Il y a neuf ans, la révolution ‘orange’ a été organisée avec le soutien politique et financier massif du gouvernement américain et des ONG américaines telles que l’Open Society Institute du milliardaire George Soros. Ces forces ont réussi à faire annuler l’élection présidentielle et à s’assurer que le tandem pro-UE et pro-US de Viktor Yushchenko et Julia Tymoshenko prenne le pouvoir en tant que chef de l’Etat et chef du gouvernement à la place de Viktor Yanukovich, qui était considéré comme l’homme de main de la Russie. Le duo est cependant rapidement tombé en défaveur et Ianoukovitch a été en mesure de se faire élire au poste de Président en 2010.

Maintenant une autre tentative est mise en œuvre pour amener au pouvoir un régime qui subordonnera à l’UE l’ancienne république soviétique et le grenier à blé de l’Empire russe. Un examen de la direction politique des protestations révèle leur caractère réactionnaire. Elles sont conduites par trois partis, dont deux ont des relations étroites avec le camp conservateur au sein de l’UE, tandis que le troisième est ouvertement fasciste.

Le parti Batkivshchyna (Patrie), dirigé par Julia Tymoshenko, actuellement emprisonnée, a le statut d’observateur dans le Parti populaire européen, l’association des partis chrétiens-démocrates et conservateurs de l’Europe. UDAR (Coup), dirigé par le champion de boxe Vitali Klitschko, qui réside en Allemagne, est une création de l’Union chrétienne démocrate (CDU) de la chancelière allemande Angela Merkel et de son groupe de réflexion, la Fondation Konrad Adenauer. Cette dernière annonce publiquement sur son site Web des séminaires consacrés à l’éducation politique des membres de l’UDAR.

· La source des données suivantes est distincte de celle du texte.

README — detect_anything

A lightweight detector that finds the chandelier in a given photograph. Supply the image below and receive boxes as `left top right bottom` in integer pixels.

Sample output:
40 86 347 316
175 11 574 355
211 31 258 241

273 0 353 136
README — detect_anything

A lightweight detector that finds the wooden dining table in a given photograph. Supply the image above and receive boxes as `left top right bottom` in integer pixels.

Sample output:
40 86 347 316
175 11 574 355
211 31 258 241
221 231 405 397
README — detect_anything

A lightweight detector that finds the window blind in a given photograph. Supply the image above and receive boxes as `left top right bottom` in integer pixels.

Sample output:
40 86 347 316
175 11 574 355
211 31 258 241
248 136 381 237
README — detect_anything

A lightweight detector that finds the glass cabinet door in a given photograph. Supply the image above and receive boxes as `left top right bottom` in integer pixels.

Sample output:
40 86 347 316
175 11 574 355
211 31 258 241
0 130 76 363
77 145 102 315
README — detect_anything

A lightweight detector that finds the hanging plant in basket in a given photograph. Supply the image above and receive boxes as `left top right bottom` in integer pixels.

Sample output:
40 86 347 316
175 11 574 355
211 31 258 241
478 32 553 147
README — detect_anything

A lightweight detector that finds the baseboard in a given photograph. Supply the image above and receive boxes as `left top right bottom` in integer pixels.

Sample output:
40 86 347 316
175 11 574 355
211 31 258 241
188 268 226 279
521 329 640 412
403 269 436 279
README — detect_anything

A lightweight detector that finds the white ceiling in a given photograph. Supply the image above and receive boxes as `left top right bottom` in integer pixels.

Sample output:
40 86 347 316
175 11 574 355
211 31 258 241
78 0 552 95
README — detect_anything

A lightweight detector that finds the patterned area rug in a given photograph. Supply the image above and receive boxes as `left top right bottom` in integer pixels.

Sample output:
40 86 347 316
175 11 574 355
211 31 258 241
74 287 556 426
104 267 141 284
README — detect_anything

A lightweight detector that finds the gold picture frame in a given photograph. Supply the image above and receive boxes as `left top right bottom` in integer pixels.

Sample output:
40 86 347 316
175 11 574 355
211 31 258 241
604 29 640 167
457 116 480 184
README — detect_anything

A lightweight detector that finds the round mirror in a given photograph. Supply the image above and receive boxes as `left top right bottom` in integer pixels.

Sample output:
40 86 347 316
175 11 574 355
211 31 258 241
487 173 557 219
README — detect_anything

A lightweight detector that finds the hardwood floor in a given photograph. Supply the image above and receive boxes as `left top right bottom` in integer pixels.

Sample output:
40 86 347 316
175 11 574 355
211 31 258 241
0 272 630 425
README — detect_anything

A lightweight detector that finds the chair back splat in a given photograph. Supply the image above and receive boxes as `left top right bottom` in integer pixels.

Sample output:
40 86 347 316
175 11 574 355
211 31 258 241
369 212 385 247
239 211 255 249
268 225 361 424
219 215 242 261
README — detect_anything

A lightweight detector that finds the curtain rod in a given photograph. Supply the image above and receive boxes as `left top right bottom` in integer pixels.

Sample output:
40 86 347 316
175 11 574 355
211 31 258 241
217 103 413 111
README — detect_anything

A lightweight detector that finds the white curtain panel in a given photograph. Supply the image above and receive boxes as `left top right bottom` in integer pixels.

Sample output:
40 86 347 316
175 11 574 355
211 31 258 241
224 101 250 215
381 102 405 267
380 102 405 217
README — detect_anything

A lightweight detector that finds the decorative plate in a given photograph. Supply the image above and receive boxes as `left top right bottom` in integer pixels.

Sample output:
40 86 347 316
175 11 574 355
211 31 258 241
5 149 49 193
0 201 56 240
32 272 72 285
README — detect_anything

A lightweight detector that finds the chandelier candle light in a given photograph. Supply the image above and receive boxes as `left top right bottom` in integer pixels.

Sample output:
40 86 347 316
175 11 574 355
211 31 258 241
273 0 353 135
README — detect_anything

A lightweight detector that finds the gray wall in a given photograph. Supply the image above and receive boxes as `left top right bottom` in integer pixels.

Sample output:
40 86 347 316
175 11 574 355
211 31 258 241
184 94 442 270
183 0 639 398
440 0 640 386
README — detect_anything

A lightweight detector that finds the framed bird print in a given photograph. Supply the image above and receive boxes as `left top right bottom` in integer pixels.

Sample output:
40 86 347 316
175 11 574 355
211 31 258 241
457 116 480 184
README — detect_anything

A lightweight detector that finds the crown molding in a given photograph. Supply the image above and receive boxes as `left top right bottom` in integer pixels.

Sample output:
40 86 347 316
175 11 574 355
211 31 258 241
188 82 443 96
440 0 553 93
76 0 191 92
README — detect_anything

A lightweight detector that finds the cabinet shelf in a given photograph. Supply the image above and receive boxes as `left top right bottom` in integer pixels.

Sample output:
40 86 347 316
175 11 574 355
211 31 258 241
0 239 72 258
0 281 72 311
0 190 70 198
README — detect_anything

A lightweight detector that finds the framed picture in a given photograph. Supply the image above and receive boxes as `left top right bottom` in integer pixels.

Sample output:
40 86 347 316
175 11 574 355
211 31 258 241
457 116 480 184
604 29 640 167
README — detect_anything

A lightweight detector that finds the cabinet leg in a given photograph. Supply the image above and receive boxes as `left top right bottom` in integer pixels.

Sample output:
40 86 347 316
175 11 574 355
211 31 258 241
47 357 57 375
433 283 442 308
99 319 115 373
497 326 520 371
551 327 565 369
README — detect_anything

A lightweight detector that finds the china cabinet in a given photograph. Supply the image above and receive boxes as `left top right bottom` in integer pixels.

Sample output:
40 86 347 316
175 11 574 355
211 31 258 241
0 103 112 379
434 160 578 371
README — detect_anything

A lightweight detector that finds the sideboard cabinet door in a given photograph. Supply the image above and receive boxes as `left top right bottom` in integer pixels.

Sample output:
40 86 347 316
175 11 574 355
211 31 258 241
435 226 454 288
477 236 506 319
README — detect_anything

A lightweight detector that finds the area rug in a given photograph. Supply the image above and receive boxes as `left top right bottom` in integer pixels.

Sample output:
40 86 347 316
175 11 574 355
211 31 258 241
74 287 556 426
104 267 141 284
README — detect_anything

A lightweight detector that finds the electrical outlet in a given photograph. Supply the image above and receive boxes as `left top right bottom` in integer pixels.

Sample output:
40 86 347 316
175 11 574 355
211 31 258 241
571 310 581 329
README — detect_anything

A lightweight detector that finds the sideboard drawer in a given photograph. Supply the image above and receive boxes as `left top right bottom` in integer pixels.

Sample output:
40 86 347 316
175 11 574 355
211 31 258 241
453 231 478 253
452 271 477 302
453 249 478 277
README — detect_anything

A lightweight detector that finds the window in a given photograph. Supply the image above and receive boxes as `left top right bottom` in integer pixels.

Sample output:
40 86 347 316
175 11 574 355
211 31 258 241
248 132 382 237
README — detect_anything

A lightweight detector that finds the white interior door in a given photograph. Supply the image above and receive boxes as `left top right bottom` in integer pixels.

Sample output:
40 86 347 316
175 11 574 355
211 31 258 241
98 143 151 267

Selon une étude intitulée « L’extrême droite en Ukraine (texte en anglais) » par la Fondation allemande Friedrich Ebert, le troisième parti, Svoboda (Liberté), est « le porte drapeau d’une idéologie d’extrême-droite radicale ». Le nom original du parti était Parti national-socialiste d’Ukraine. Il utilisait comme emblème un logo qui rappelle la croix gammée nazie. Sur les conseils du Front National (FN) français, avec qui il travaille en étroite collaboration, il a décidé d’adopter un nom moins provocateur.

Arseniy Yatsenyuk (Patrie) and Vitali Klitschko (le dirigeant d’UDAR) tiennent des conférences de presse communes avec Oleh Tyahnybok de Svoboda. Tyahnybok est un néo-nazi notoire connu pour son ultranationalisme, sa xénophobie et son antisémitisme.

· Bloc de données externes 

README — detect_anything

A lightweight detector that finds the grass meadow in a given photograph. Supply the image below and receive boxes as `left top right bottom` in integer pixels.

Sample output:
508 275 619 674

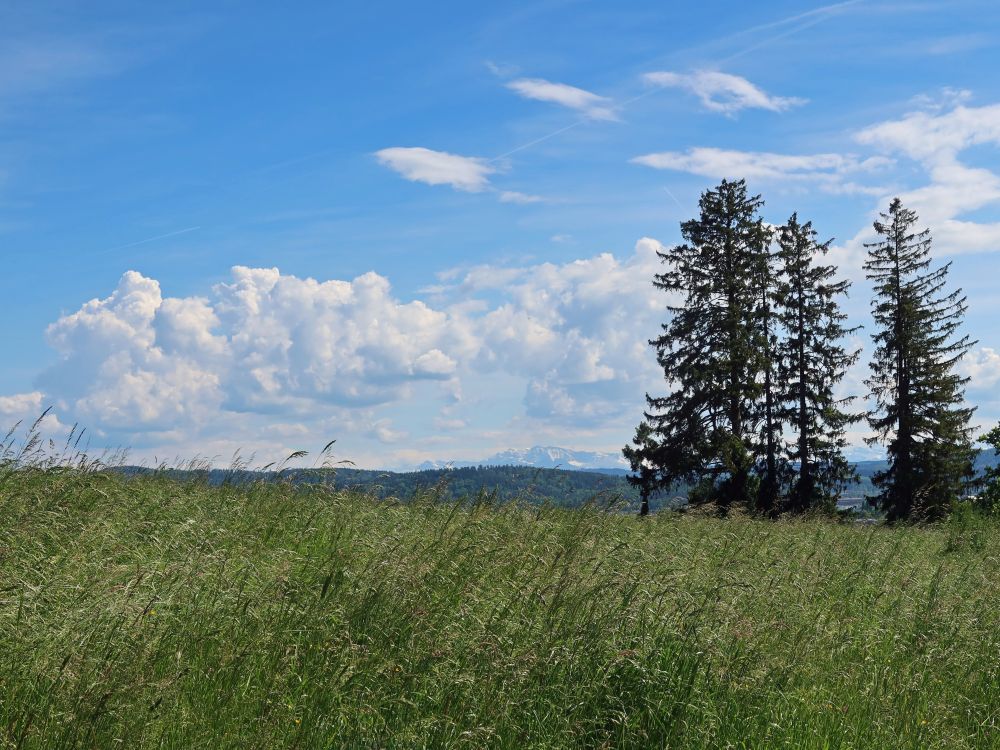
1 466 998 748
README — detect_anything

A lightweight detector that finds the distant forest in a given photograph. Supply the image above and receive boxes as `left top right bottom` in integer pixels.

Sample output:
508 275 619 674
117 454 999 516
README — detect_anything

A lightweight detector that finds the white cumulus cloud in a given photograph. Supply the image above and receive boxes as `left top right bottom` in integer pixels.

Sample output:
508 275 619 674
849 100 1000 256
5 240 680 459
374 147 495 192
453 238 671 424
963 347 1000 392
0 391 47 421
34 266 479 440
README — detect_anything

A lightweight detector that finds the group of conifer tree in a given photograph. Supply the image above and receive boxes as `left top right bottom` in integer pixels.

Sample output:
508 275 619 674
626 178 977 522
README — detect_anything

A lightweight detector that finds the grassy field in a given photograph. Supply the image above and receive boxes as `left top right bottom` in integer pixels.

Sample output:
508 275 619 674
1 469 998 748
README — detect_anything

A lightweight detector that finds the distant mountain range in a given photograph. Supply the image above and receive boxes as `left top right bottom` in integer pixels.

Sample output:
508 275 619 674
417 445 630 473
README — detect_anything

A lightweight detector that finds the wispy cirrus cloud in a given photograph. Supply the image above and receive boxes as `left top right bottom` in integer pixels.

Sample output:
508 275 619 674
498 190 545 204
375 148 548 203
925 33 994 56
0 36 113 102
374 147 496 192
644 70 805 114
908 87 972 114
484 60 519 78
631 146 889 193
505 78 617 121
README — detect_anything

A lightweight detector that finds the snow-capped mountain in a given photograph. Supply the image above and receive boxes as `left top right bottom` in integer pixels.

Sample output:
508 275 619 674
417 446 629 472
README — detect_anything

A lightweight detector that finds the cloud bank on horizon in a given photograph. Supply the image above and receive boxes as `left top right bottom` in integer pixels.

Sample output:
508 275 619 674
2 241 670 467
3 1 1000 468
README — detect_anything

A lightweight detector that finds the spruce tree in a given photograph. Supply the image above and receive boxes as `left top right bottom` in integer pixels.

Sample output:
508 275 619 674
625 179 772 513
776 214 862 513
754 234 783 516
864 198 976 521
976 424 1000 514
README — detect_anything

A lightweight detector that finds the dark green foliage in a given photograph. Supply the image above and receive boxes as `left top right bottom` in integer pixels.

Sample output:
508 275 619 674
625 179 772 513
325 464 646 508
775 214 862 513
628 184 981 522
976 424 1000 513
118 464 695 512
754 232 784 515
864 199 977 521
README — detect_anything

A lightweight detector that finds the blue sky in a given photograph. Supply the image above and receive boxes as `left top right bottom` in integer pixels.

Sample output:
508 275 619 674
3 0 1000 468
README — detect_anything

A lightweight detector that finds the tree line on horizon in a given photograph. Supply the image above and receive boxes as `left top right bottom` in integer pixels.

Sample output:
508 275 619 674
625 178 992 522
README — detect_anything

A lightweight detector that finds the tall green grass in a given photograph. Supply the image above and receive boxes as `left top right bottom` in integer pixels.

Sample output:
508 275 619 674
1 467 998 748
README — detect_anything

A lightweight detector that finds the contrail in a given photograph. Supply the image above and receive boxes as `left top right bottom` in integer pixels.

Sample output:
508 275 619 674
635 0 866 71
725 0 865 38
717 9 854 66
98 226 201 255
662 186 684 211
490 120 589 161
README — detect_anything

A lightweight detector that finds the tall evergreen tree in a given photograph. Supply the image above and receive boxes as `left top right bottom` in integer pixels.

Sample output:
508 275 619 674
975 424 1000 514
754 234 783 516
775 214 861 513
864 198 976 521
625 179 772 513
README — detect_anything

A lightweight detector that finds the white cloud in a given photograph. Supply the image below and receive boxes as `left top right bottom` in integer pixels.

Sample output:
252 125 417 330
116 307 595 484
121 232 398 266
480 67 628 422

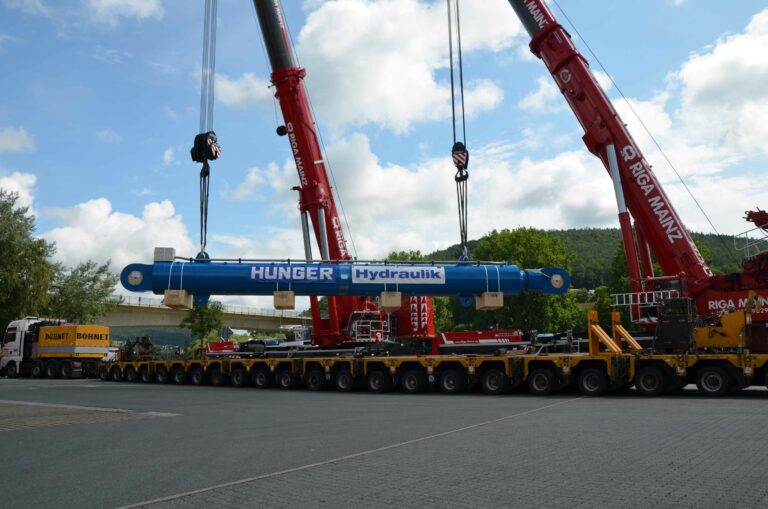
96 129 123 143
163 106 177 120
132 187 154 197
229 166 269 201
0 33 21 52
85 0 163 26
517 76 563 113
43 198 195 271
0 171 36 210
592 70 613 93
92 45 127 64
216 73 272 109
1 0 50 16
162 147 177 166
0 126 35 152
296 0 520 132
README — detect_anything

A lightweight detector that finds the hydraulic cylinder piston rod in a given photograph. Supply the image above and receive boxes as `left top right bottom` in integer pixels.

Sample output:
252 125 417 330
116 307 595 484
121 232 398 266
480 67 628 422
121 258 570 300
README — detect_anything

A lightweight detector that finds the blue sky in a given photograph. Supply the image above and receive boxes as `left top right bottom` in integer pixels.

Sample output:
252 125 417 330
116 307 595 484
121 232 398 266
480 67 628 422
1 0 768 305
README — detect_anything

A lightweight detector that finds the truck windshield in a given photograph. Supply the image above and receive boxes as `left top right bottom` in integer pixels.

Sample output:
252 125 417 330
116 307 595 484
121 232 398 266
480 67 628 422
2 327 16 344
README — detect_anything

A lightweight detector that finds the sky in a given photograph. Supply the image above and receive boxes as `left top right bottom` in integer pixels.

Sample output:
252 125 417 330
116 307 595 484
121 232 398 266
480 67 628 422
1 0 768 307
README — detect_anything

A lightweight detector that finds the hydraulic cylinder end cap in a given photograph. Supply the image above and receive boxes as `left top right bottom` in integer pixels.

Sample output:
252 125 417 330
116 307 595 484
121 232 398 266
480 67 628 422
525 267 571 294
121 264 154 292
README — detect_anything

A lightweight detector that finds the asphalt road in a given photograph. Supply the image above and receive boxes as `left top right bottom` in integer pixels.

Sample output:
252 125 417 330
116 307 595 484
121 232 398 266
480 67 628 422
1 379 767 509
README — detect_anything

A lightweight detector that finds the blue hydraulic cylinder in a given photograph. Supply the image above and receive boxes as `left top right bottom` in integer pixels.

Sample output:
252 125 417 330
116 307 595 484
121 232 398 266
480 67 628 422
121 260 570 299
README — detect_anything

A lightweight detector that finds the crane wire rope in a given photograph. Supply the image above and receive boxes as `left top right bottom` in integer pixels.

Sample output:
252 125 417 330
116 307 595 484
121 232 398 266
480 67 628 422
447 0 469 260
551 0 738 267
192 0 220 258
256 3 359 260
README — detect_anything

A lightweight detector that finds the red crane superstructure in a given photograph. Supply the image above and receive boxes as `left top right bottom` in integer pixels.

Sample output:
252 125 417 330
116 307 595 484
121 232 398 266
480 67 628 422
507 0 768 325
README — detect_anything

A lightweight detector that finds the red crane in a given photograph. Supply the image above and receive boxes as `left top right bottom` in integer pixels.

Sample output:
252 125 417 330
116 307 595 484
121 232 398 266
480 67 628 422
252 1 434 346
507 0 768 326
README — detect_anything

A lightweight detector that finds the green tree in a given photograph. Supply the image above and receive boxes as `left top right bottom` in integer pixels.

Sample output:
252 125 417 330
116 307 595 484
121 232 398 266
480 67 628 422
46 260 119 323
449 228 582 331
0 190 56 326
180 301 224 356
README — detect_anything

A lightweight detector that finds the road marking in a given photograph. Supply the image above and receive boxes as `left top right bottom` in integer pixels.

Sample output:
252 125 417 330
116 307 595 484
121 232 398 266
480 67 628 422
0 399 180 417
117 397 582 509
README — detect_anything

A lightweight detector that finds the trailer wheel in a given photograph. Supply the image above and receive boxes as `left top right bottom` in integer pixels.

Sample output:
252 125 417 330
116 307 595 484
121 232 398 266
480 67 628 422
527 368 557 396
305 369 326 391
46 361 61 379
230 367 248 388
696 365 731 397
5 362 18 378
31 361 44 379
401 369 427 394
156 367 170 384
123 366 137 383
210 368 227 387
577 368 609 397
139 367 153 383
172 367 188 385
253 369 273 389
334 368 355 392
190 367 207 386
99 366 110 381
366 370 393 393
634 366 666 397
439 368 467 394
109 366 122 382
277 369 297 390
480 368 508 395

Les dirigeants politiques européens et américains ont exprimé leur solidarité avec les protestations en Ukraine. Les mêmes forces qui ont tacitement soutenues la brutalité de la police, qui passe à tabac sans pitié les opposants aux politiques d’austérité de l’UE à Athènes, Madrid et ailleurs, proclament maintenant leur indignation face à la brutalité de la police ukrainienne.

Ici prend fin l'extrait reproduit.